The Marines trudged into the room, filthy and exhausted after two days and nights of fighting on the Pacific Island of Eniwetok against the Japanese. Lowering themselves onto benches at tables worn smooth with thousands of previous hands and elbows. The corporal stares into space when a chipped porcelain cup appears before him from a quick, unseen hand. Cupping it, he sniffs the burnt grinds swirling at the cup's bottom. The joe is too hot and watery. He takes a large gulp, no matter how hot, and lets it burn its way to his stomach. For the first time since reaching base, his shoulders sink and he begins to let himself relax while his hands cling to the warmth from the cup.
This foul cup of joe is the best coffee he will ever have.
Have you ever experienced something in your life which had profound impact, and yet to everyone else, or even yourself on a different day, it seemed unimportant and dismissable?
Life is not an objective experience -- everything about it subjective. Everything depends on how you perceive the world, and your perception is founded on what's happening in your head and heart. How you feel, what you've recently experienced and what you place your hope upon will change how you perceive the world around you.

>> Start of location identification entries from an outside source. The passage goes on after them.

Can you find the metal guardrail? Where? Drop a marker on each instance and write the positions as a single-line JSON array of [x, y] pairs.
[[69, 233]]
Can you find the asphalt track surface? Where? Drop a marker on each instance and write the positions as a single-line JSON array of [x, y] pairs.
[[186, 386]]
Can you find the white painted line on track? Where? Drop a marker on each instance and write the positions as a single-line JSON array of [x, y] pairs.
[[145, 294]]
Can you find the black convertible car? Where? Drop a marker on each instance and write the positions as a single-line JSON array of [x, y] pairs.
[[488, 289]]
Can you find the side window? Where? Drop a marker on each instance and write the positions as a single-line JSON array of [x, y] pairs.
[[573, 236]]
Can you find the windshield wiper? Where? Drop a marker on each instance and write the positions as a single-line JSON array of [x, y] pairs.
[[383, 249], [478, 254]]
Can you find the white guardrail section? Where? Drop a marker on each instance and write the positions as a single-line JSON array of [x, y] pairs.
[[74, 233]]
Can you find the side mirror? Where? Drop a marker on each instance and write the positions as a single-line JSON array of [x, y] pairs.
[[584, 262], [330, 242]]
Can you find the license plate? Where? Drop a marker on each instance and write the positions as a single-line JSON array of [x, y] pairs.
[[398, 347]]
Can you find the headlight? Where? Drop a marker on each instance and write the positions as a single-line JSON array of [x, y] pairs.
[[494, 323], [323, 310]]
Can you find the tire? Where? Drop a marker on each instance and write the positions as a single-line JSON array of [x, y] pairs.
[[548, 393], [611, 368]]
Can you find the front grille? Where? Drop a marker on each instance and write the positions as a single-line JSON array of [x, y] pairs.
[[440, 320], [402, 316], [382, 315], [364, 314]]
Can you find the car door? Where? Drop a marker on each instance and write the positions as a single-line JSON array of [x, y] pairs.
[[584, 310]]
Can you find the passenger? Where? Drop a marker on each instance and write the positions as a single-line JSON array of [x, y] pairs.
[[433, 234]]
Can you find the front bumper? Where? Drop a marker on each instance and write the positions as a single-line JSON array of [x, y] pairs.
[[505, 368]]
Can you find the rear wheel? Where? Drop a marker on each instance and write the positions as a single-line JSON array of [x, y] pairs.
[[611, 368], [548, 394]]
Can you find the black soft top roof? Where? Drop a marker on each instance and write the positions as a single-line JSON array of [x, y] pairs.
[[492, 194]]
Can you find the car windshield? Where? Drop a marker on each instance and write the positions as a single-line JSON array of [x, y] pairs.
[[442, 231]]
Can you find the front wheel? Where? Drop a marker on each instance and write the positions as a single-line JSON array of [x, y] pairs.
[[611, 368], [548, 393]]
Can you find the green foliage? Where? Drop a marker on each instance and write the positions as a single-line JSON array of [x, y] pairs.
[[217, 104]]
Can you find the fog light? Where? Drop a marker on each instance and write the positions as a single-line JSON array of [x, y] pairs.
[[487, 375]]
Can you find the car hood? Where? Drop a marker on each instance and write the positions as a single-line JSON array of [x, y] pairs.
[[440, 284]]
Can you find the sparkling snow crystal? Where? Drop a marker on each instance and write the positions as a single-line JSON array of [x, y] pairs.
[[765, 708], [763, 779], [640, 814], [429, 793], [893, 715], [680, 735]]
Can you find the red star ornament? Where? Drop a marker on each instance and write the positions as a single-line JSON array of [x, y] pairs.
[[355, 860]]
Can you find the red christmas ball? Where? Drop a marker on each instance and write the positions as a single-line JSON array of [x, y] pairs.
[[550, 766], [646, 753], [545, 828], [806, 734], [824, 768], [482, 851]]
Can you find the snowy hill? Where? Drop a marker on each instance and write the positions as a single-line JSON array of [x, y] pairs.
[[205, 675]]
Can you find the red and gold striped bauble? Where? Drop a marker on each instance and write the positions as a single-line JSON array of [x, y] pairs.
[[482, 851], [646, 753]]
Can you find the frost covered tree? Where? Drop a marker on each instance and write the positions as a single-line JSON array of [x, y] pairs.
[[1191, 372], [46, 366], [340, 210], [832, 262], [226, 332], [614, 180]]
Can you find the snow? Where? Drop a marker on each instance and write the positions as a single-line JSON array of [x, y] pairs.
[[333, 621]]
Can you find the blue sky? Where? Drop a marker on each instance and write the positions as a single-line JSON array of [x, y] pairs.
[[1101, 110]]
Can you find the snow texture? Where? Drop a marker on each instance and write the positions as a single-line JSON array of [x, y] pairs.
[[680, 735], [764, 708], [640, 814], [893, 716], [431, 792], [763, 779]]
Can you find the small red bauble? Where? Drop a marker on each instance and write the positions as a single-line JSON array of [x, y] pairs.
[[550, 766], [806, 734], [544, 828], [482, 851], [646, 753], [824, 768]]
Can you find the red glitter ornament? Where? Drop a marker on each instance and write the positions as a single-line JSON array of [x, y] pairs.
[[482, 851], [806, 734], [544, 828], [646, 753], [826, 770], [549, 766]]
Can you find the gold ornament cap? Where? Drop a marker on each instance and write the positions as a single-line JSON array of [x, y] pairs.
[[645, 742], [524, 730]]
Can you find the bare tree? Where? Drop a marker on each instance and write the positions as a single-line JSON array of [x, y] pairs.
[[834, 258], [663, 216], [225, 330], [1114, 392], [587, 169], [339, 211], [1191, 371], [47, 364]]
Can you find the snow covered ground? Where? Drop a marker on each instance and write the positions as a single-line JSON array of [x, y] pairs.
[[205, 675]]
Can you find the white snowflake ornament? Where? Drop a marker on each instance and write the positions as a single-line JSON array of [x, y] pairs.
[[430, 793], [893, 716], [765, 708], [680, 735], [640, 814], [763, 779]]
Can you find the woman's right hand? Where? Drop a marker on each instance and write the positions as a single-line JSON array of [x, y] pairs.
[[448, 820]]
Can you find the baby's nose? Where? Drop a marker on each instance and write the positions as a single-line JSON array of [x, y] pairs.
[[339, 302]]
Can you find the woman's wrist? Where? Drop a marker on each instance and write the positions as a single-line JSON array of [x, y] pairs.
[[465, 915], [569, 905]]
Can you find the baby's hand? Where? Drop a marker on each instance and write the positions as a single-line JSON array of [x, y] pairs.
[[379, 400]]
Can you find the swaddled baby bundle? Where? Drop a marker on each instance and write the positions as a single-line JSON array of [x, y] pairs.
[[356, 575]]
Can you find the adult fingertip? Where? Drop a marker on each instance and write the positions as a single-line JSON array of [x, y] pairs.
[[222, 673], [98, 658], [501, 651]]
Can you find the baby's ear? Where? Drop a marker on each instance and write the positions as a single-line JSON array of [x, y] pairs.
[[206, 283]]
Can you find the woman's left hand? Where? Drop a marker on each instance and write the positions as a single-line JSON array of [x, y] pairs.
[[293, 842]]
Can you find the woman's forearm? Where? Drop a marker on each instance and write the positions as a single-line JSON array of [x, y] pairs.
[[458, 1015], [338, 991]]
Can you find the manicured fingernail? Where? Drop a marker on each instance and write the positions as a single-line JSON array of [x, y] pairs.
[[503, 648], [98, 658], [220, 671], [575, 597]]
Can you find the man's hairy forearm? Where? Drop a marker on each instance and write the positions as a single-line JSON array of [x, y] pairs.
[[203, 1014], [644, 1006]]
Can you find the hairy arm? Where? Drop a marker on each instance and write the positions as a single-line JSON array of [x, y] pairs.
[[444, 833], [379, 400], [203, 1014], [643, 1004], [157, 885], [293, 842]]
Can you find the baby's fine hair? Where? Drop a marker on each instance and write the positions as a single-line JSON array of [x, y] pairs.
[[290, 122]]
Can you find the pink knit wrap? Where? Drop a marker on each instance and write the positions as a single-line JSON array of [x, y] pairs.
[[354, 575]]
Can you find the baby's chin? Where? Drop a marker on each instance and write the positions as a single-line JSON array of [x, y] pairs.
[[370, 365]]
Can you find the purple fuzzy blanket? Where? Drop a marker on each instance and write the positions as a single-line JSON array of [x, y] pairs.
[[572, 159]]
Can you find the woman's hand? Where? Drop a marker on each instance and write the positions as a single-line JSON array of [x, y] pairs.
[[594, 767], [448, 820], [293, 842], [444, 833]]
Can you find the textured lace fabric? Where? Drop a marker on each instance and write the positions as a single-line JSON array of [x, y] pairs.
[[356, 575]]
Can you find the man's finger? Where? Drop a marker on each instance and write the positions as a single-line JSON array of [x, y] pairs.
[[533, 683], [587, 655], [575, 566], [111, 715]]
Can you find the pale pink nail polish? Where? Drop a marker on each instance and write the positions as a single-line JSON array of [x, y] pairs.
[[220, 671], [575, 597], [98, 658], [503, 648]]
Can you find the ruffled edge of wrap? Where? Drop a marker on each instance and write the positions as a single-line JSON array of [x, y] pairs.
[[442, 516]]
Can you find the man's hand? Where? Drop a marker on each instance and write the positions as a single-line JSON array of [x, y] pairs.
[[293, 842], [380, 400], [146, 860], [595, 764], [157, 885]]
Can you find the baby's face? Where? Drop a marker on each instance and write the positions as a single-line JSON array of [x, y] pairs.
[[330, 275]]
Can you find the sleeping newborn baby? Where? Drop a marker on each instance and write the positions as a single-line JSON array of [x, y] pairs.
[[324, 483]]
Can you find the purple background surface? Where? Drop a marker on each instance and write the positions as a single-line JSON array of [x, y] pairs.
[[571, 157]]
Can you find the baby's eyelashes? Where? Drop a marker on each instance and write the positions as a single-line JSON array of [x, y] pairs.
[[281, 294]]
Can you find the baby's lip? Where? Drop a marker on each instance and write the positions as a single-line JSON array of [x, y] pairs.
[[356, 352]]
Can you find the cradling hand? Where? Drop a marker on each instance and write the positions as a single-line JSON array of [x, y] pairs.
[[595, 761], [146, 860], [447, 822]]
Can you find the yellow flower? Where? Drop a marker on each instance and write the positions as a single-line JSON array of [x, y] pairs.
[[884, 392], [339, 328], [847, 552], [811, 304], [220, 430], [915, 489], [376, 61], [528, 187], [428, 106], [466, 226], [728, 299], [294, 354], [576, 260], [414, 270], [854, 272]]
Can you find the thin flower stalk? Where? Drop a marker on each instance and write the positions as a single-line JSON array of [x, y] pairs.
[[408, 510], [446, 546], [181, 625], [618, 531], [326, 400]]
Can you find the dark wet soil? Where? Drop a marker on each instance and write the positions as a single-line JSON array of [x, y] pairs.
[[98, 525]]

Finding $20 when life is good is a convenience.
Finding $20 when you're at rock bottom and trying to feed your kids is a miracle.
Your entire life has been a shifting landscape of perception. Looking back to reassess your life's experiences can be an important and healthy way to change how you see today's unfolding events. What may have been life shattering when a youth (i.e. your first breakup, getting fired from your job) now may be difficult but otherwise surmountable. The differences of anxiety over your first child and your third are miles apart.
What changed most? The world around you? No. You changed. You became stronger, wiser, wilier. What before threatened your identity and inner stability now are merely things to be managed and left behind.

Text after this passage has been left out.